第31話 勇者召喚の地へ……

翌日……

「さて、これからの方針を決めようと思う」

久留洲が切り出す。

「まず、『傲慢』『嫉妬』『憤怒』『怠惰』『強欲』『暴食』『色欲』の悪魔を倒すために聖女に会おう」

「分かりました」

「でも、どうやって聖女を探すの?」

ミリーは首を傾げる。

「それは簡単だ。勇者召喚が行われた場所に行って、聞き込みをするんだ」

久留洲は自信ありげに答えた。

「なるほど」

「じゃあ、早速行こうぜ」

「はい!」

久留洲達は出発した。


***

久留洲達が街に着くと、人々が慌ただしく動いていた。

「何かあったのかしら?」

「さあな」

久留洲は不思議そうにしている。すると、1人の男性が駆け寄ってきた。彼は焦っている様子である。

「すみません、あなた方は旅人の方でしょうか?」

「ああ、そうだ」

「お願いします!! 助けてください!!」

男性はいきなり頭を下げてきた。

「どうしたんですか?」

「実はこの街の地下に『暴食』の悪魔がいるみたいなのです」

「なんだと!?」

久留洲は驚く。

「悪魔は地下にいるんですよね?」

「はい」

「なら、私たちに任せてください!」

フィリアは胸を張る。

「ありがとうございます!」

「ところで、この辺りで勇者召喚を行った場所はどこだ?」

「確か、神殿があるはずです」

「分かった。とりあえず、そこに行ってみるよ」

「よろしくお願いします!」

男性は再び、礼を言うと去っていった。

「よし、行くぞ!」

3人は街の外れにある大きな建物に向かった。


***

久留洲達は大きな建物の前に着いた。

「ここがそうみたいだな」

「そうね」

「中に入ってみましょうか」

久留洲達が中に入ると、そこには大勢の人がいた。皆、不安そうな表情を浮かべている。

「どうやら、ここで間違いなさそうだな」

「はい!」

フィリアは元気よく返事をした。

「あの、すみません」

「はい、なんでしょう?」

近くにいた女性に話しかける。

「ここに勇者召喚を行った場所ってありますよね? どこに行けばいいですか?」

「それなら、そこの奥にあります」

女性は壁を指差す。そこは隠し扉になっていた。
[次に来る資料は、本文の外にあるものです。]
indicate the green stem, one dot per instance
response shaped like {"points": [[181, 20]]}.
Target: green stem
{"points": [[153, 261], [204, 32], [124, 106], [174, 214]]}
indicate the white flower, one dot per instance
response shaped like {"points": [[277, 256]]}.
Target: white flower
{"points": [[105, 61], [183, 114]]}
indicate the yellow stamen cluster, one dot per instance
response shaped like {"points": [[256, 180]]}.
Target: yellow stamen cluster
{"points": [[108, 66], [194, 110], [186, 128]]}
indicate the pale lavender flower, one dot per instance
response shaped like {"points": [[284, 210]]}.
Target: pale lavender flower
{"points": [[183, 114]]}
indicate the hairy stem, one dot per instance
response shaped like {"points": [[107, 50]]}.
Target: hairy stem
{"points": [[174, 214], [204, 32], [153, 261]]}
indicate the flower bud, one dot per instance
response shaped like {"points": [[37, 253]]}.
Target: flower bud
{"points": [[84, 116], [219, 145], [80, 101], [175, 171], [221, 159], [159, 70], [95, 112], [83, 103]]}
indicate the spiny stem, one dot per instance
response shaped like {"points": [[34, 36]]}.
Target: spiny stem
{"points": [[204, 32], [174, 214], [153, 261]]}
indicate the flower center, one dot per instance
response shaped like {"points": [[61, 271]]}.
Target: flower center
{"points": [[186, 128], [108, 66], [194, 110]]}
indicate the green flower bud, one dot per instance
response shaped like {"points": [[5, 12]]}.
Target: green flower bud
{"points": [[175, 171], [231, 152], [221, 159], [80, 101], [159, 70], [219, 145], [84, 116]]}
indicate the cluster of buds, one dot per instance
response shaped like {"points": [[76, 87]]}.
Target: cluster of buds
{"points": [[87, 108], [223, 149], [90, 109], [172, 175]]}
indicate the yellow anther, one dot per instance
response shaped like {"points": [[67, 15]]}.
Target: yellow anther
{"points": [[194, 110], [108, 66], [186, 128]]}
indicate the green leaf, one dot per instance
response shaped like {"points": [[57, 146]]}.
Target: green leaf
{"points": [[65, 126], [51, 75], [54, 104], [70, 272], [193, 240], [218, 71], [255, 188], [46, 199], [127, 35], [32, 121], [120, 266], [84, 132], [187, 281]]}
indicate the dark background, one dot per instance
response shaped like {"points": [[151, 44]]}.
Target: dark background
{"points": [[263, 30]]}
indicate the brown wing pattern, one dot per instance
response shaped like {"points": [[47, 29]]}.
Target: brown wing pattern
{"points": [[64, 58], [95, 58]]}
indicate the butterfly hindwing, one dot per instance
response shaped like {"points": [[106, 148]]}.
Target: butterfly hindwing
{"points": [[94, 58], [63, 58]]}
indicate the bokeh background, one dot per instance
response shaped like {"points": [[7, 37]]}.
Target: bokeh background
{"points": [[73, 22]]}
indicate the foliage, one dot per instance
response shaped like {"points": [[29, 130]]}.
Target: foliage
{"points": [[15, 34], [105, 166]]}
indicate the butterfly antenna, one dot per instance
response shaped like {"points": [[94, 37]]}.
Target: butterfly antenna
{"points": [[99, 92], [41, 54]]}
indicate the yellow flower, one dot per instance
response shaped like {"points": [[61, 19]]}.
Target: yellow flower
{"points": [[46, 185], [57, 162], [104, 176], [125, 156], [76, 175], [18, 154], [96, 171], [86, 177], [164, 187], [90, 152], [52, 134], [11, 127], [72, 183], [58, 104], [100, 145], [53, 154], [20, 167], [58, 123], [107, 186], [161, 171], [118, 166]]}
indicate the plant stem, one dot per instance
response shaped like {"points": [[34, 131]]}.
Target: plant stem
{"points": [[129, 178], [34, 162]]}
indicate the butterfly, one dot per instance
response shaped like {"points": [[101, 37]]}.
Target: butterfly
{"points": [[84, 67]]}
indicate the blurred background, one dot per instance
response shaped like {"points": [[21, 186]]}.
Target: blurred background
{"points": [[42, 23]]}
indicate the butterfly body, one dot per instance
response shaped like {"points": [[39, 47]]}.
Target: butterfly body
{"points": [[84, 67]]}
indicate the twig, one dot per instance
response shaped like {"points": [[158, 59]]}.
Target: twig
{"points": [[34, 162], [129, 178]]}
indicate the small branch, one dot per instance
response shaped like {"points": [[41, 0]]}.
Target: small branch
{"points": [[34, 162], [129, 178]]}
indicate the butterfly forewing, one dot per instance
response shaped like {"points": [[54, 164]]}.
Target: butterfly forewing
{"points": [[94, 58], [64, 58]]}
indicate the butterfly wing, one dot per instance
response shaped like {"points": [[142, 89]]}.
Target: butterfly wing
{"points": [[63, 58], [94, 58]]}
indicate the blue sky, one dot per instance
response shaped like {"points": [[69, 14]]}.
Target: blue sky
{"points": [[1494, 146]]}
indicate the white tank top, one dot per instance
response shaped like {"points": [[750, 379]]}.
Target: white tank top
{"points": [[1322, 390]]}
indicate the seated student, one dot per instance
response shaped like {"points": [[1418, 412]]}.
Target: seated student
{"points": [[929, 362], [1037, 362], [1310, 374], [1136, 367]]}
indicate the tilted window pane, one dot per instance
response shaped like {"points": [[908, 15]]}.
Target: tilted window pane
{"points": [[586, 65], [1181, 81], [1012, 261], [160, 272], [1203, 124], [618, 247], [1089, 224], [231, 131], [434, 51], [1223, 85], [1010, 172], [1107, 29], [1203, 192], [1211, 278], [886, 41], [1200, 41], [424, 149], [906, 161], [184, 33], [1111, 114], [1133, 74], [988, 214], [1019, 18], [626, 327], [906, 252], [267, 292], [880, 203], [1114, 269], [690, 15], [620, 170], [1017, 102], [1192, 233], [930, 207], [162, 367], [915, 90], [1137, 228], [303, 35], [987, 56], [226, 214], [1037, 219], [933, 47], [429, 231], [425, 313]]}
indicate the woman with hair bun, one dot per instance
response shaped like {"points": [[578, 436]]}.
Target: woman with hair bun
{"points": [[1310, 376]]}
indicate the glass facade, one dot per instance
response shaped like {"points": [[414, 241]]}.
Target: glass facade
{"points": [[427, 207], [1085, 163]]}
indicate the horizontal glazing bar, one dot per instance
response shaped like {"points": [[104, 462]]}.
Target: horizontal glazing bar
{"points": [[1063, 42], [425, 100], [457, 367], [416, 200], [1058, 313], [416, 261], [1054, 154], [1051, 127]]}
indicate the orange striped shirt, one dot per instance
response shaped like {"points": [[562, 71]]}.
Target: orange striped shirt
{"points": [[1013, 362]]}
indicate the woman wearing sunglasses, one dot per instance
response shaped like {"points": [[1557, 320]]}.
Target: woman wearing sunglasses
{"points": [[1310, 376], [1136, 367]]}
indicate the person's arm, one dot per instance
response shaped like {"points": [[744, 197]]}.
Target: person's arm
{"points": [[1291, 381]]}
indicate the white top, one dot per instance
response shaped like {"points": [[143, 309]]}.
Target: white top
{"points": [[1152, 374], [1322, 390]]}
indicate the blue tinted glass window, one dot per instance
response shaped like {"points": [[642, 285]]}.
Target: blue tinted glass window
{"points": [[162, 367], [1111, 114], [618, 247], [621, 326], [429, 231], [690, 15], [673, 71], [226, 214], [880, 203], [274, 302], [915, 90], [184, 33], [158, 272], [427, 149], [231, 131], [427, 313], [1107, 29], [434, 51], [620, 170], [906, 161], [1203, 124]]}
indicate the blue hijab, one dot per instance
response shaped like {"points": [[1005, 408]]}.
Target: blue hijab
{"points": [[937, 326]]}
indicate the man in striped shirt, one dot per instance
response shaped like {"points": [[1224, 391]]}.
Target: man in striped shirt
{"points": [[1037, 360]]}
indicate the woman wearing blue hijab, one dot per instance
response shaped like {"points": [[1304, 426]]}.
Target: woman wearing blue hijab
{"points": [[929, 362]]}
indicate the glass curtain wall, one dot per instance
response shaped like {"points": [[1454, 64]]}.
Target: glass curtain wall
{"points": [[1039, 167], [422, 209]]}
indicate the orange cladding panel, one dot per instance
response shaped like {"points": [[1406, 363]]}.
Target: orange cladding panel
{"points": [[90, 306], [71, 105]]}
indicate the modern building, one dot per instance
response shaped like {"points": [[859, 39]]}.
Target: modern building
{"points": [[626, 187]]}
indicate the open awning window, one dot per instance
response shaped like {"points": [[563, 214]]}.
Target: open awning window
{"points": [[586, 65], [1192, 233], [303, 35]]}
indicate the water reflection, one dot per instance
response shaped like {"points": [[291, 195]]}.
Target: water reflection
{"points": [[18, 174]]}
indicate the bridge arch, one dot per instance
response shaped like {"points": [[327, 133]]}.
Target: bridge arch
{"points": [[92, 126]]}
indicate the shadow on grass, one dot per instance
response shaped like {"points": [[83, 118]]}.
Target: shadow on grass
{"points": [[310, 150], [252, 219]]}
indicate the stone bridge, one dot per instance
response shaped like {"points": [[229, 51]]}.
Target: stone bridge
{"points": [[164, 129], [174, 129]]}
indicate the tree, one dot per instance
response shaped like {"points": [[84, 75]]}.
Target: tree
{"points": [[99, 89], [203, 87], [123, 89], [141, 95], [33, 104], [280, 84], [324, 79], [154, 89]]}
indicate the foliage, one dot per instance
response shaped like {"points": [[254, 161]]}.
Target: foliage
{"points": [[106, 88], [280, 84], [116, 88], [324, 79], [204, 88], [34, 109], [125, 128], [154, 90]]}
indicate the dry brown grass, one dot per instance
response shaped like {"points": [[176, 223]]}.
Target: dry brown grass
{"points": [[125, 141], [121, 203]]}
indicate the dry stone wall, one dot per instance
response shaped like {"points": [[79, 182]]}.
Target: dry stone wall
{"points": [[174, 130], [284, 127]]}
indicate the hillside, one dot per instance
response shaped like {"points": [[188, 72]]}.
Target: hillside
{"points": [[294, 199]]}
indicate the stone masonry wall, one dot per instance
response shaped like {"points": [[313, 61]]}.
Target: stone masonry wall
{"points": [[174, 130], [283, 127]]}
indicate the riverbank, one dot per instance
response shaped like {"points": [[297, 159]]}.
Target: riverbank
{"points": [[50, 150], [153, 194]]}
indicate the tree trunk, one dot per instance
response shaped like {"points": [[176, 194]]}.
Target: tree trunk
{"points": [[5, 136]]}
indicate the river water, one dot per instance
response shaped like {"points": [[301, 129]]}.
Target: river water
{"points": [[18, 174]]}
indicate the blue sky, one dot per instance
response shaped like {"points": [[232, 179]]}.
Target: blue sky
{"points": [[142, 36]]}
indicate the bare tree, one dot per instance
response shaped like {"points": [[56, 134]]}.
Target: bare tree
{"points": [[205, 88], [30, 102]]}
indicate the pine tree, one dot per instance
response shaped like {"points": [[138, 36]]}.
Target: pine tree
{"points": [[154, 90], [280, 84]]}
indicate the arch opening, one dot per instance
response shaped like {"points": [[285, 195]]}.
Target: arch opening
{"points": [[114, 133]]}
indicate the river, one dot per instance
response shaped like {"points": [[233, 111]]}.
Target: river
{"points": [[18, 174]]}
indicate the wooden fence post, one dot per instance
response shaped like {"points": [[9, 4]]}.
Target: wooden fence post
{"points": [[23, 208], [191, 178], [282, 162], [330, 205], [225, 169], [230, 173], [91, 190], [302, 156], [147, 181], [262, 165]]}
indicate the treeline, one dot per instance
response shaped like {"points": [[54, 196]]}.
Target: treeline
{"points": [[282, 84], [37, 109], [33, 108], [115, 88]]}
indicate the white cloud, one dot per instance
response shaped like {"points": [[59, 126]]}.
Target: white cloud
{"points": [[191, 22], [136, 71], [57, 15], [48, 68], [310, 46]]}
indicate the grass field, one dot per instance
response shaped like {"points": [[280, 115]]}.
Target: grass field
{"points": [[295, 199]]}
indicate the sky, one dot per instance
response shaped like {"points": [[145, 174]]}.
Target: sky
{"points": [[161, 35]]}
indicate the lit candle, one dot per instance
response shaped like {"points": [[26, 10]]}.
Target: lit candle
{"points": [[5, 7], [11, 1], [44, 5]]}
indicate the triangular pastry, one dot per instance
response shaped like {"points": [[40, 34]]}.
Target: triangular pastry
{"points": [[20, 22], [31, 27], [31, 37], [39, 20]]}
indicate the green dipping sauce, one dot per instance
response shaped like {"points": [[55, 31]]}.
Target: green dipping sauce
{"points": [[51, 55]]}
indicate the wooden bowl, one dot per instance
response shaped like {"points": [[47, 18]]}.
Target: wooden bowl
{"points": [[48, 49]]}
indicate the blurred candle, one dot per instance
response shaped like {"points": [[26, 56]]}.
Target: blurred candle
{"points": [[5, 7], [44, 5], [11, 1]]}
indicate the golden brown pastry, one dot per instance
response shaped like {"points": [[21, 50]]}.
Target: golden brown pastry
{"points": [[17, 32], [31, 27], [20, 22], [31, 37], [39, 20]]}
3人がその奥に進むと、魔法陣が描かれた部屋があった。

「これですね」

「ああ、多分な」

久留洲は確信する。

「それで、どうすればいいのですか?」

「おそらくだが、これを起動させればいいはずだ」

久留洲は部屋の中央にあった機械を操作する。すると、地面が大きく揺れ始めた。

「きゃっ!?」

フィリアは思わず悲鳴を上げる。しばらくして、振動が収まった。

「これで大丈夫なはず……」

久留洲は呟く。そして、しばらく待つと床に大きな穴が現れた。

「これが、地下への道ですね」

「そうだな」

「早く行きましょう」

「待ってください! ここは私にお任せを!!」

フィリアは手を挙げる。

「何をするつもりだ?」

「こうするんです」

フィリアは聖剣を取り出した。そして、光り輝く刃で目の前の壁を切りつけた。すると、凄まじい轟音とともに崩れ落ちる。

「おお!!」

久留洲達は感嘆の声を上げた。フィリアは得意げな顔をしている。

「さあ、行きますよ!」

急いで穴の中に入った。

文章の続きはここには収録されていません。